1019 Dysfunctional mitochondria promotes T cell exhaustion and DNA damage responses in CD8+ T cells

August, 08, 2024 | Select Oncology Journal Articles

Background

T cell exhaustion is a state of T cell with reduced proliferation capacity, cytokine production, and lose of responsiveness to immune checkpoint blockade. Growing evidence demonstrates that the global epigenetic alterations are the critical events to drive T cell exhaustion under chronic infection or persistent antigen exposure. However, it is unclear how the epigenetic alteration is engaged.

Methods

For tumor engraftment, tumor cell lines (YUMM1.7-OVA/gp33) were injected subcutaneously into C57BL/6 mice, followed by analysis on day 14 or 18 post tumor engraftment. Tumors were minced and digested using collagenase, and tumor-infiltrating immune cells were enriched by density gradient centrifugation. The enriched cells were used for subsequent in vitro culture, stimulation, flow cytometry and ATAC-seq analyses.

To examine mitochondrial activity, cells were stained with MitoTracker Deep Red and MitoTracker Green for mitochondrial membrane potential and mass, respectively, followed by regular surface staining. For cytokine detection, cells were stimulated with either OVA or gp33 peptide in the presence of brefeldin A and stained by intracellular staining procedure.

Results

We found tumor-infiltrating CD8+ T cells (TILs) accumulated damaged mitochondria, characterized by increased mitochondrial mass but reduced mitochondrial membrane potential.

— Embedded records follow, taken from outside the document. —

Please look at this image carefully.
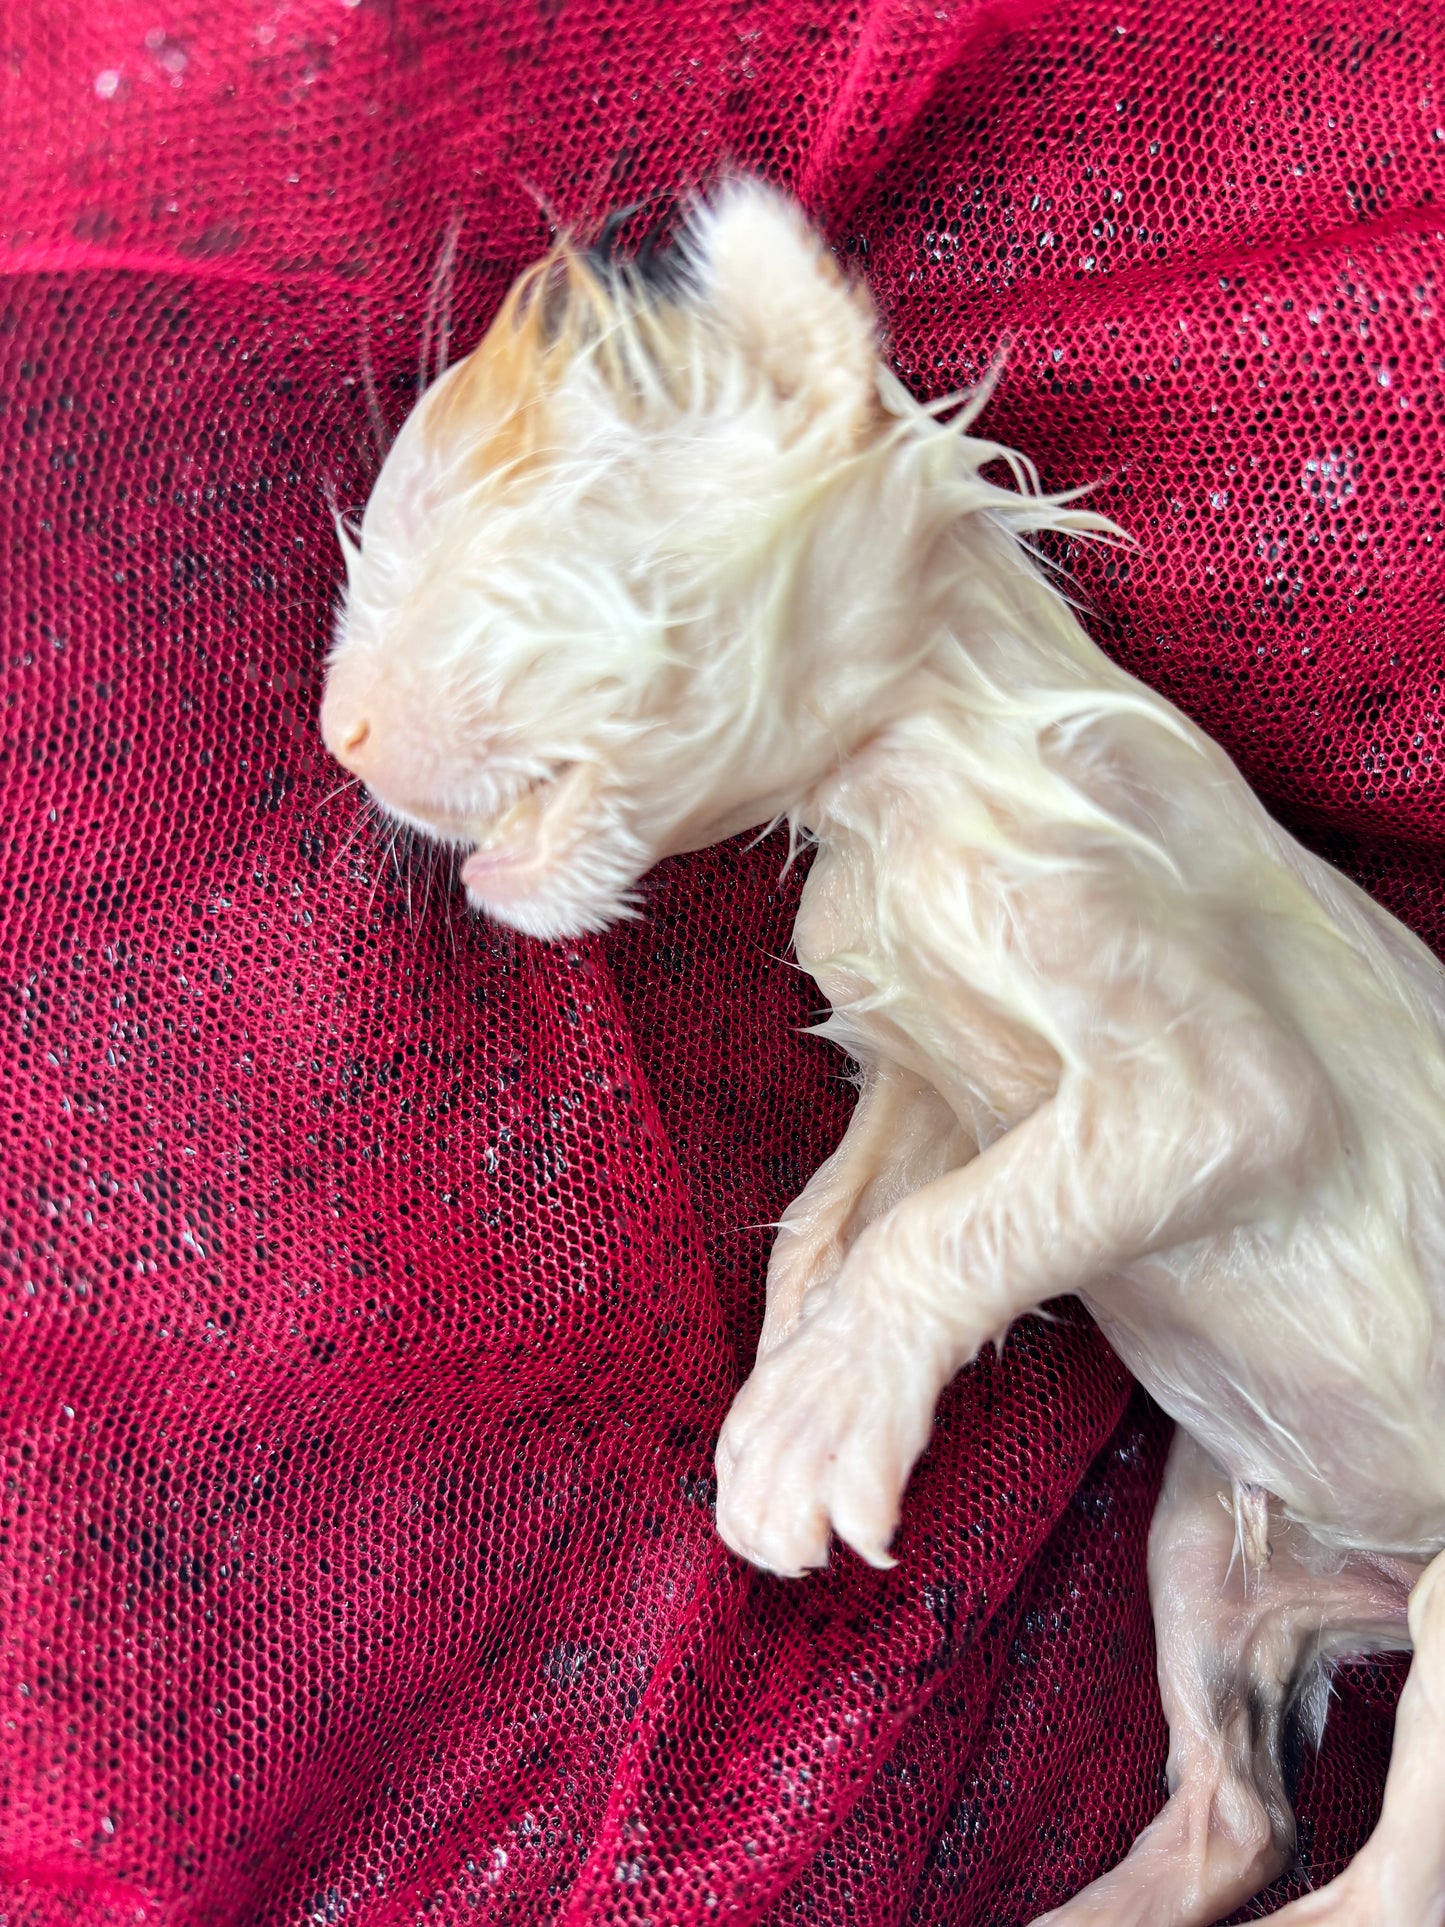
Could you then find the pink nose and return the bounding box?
[319,681,375,773]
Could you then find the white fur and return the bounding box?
[321,182,1445,1925]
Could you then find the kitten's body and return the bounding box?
[794,522,1445,1561]
[320,184,1445,1925]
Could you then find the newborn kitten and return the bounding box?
[320,183,1445,1926]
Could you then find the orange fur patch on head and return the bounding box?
[414,251,575,490]
[416,247,698,493]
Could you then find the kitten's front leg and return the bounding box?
[716,1020,1328,1574]
[759,1061,974,1359]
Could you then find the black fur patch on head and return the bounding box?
[586,196,689,300]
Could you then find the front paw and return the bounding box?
[714,1291,947,1577]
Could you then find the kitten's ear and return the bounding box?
[689,181,878,441]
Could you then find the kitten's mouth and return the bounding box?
[458,765,570,854]
[456,760,599,899]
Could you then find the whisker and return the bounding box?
[365,811,397,922]
[393,827,417,929]
[419,217,464,397]
[435,221,461,384]
[440,853,459,961]
[315,773,364,813]
[332,413,386,488]
[327,804,373,876]
[357,298,391,460]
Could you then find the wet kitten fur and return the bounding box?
[321,184,1445,1926]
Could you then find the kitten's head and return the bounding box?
[319,182,883,939]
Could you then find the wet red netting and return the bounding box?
[1,2,1439,1920]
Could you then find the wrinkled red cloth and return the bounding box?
[1,2,1439,1920]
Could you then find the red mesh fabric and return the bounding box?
[1,2,1440,1920]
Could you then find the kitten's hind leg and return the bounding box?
[1028,1430,1412,1927]
[1265,1546,1445,1926]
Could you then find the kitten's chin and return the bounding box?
[458,850,600,935]
[460,783,653,941]
[462,867,638,942]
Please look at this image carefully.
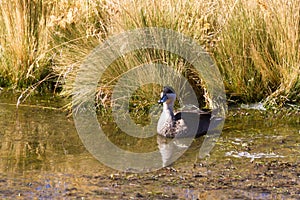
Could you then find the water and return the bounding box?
[0,92,299,199]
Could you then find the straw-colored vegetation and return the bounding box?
[214,0,300,107]
[0,0,51,89]
[0,0,299,109]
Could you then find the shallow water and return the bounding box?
[0,92,299,199]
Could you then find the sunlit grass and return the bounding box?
[214,0,300,107]
[0,0,299,109]
[0,0,54,90]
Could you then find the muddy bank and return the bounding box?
[0,159,299,199]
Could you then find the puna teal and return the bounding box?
[157,86,211,138]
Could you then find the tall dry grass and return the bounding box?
[48,0,110,95]
[0,0,299,109]
[0,0,51,89]
[214,0,300,107]
[54,0,219,112]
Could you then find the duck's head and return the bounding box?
[158,86,176,105]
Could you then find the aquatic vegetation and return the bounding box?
[0,0,299,109]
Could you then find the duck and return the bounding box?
[157,86,211,138]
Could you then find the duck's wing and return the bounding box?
[174,110,211,137]
[174,109,211,120]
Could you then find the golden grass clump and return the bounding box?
[48,0,111,95]
[214,0,300,106]
[0,0,51,88]
[57,0,219,111]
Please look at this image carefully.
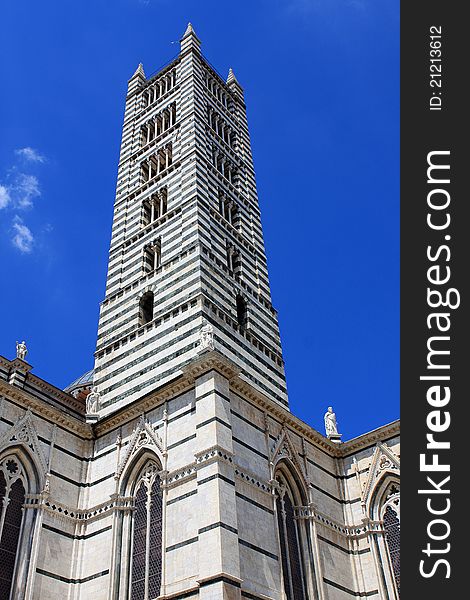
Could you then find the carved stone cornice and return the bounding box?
[295,504,381,540]
[94,375,194,436]
[164,463,197,489]
[230,377,341,456]
[231,376,400,459]
[0,355,11,370]
[1,355,85,416]
[234,465,272,495]
[340,421,401,456]
[27,372,85,415]
[24,493,134,524]
[194,445,234,467]
[95,352,241,436]
[182,350,241,382]
[0,380,93,440]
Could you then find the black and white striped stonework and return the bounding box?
[94,26,288,415]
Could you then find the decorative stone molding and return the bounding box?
[23,493,134,524]
[341,422,400,456]
[183,350,241,382]
[194,445,234,467]
[94,376,193,436]
[361,443,400,511]
[0,410,48,477]
[164,463,198,489]
[234,466,272,494]
[270,426,309,486]
[295,504,378,540]
[231,375,400,459]
[0,380,92,439]
[115,415,165,480]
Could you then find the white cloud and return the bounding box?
[15,147,46,163]
[12,218,34,253]
[0,184,11,209]
[15,173,41,208]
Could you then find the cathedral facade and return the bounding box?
[0,25,400,600]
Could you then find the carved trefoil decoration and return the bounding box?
[0,410,48,477]
[361,442,400,511]
[270,426,308,487]
[115,416,164,481]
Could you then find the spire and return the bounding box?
[226,67,244,97]
[180,22,201,54]
[226,68,238,86]
[132,62,146,79]
[183,22,195,38]
[127,62,146,96]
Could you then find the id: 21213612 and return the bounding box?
[429,25,442,111]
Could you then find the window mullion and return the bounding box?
[0,486,11,540]
[144,487,152,600]
[281,497,295,600]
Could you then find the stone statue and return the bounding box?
[199,322,215,352]
[42,475,51,495]
[16,340,28,360]
[324,406,339,437]
[86,387,100,414]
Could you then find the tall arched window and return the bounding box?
[236,295,247,330]
[139,292,154,327]
[275,471,308,600]
[381,486,400,597]
[0,455,27,599]
[130,462,162,600]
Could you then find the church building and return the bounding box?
[0,24,400,600]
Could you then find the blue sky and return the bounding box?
[0,0,399,440]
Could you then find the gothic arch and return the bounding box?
[116,416,165,488]
[0,446,41,600]
[0,411,48,488]
[275,459,308,506]
[273,460,312,600]
[112,444,165,600]
[368,472,400,521]
[366,468,400,600]
[271,428,309,495]
[361,443,400,518]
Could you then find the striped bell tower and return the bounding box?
[93,24,287,416]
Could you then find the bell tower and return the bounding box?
[93,24,287,415]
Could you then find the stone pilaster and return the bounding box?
[194,370,242,600]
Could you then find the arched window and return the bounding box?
[0,455,27,599]
[130,462,162,600]
[275,471,308,600]
[236,295,247,330]
[143,239,161,275]
[139,292,154,326]
[381,486,400,596]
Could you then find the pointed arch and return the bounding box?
[271,428,309,498]
[364,449,400,600]
[0,446,41,600]
[113,443,164,600]
[274,460,310,600]
[0,411,48,487]
[362,443,400,517]
[116,416,165,489]
[368,471,400,521]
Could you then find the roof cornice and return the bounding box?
[0,379,93,440]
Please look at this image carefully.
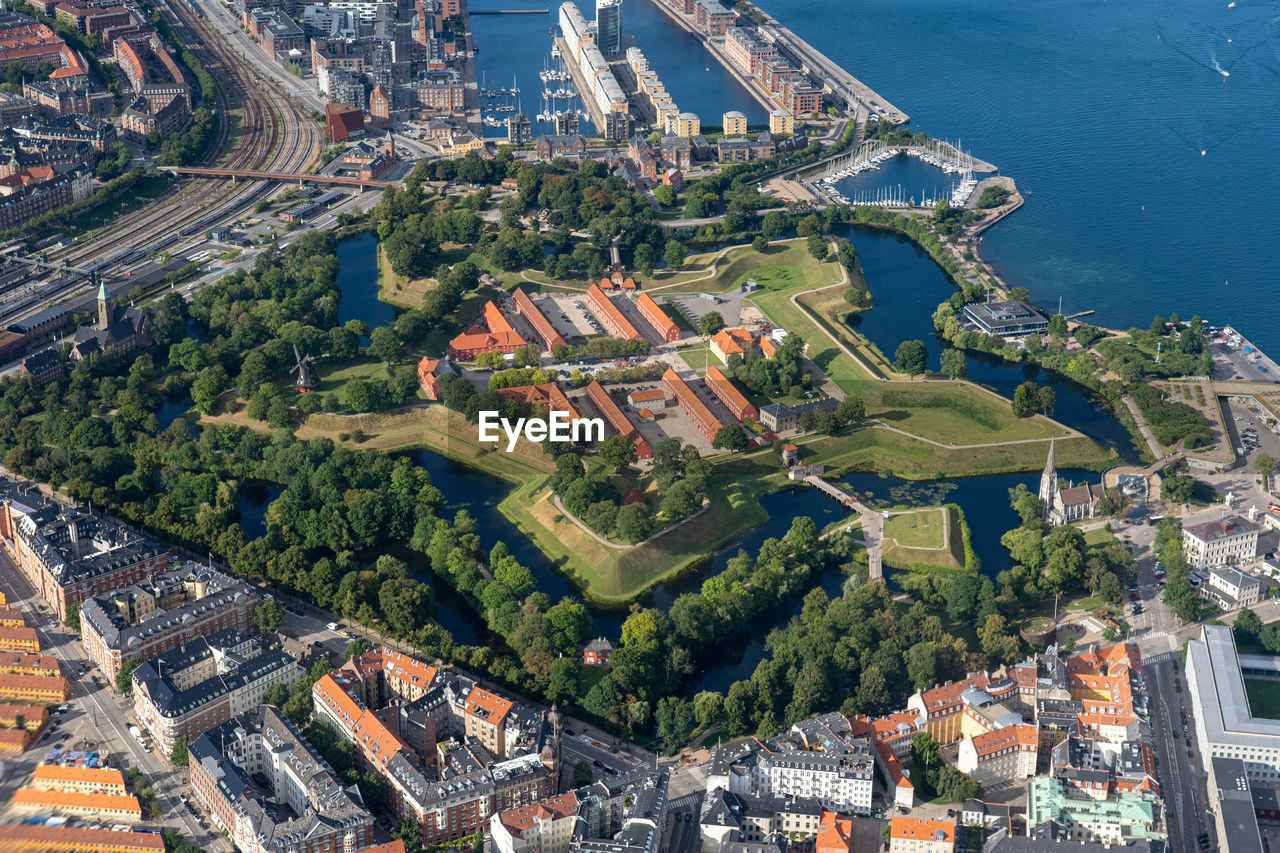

The TILs with disturbed mitochondria exhibited more severe exhausted phenotype, including reduced cytokine production and upregulation of co-inhibitory receptors. In addition, the combination of glucose deprivation, hypoxia, and TCR signaling can induce the accumulation of damaged mitochondria in vitro and drastically weakened T cell immunity in vivo as seen in TILs previously. Intriguingly, ATAC-seq revealed that genes involved in DNA damage signaling were more accessible in TILs. Indeed, PD-1+ TIM-3+ TILs displayed highest expression of H2AX, a marker of DNA damage responses, implying mitochondria dysfunction may be associated with DNA damage response, which may coordinately drive T cell exhaustion.

Conclusions

Our study suggests that mitochondrial fitness is pivotal for T cell-mediated immunity and the accumulation of dysfunctional mitochondria could result in exhaustion phenotype in T cells. Moreover, we unveil that the accumulation of depolarized mitochondria in T cells associating with DNA damage responses. Together, these results point out the contribution of mitochondrial dynamics on guarding T cell functional capacity and engagement of DNA damage responses.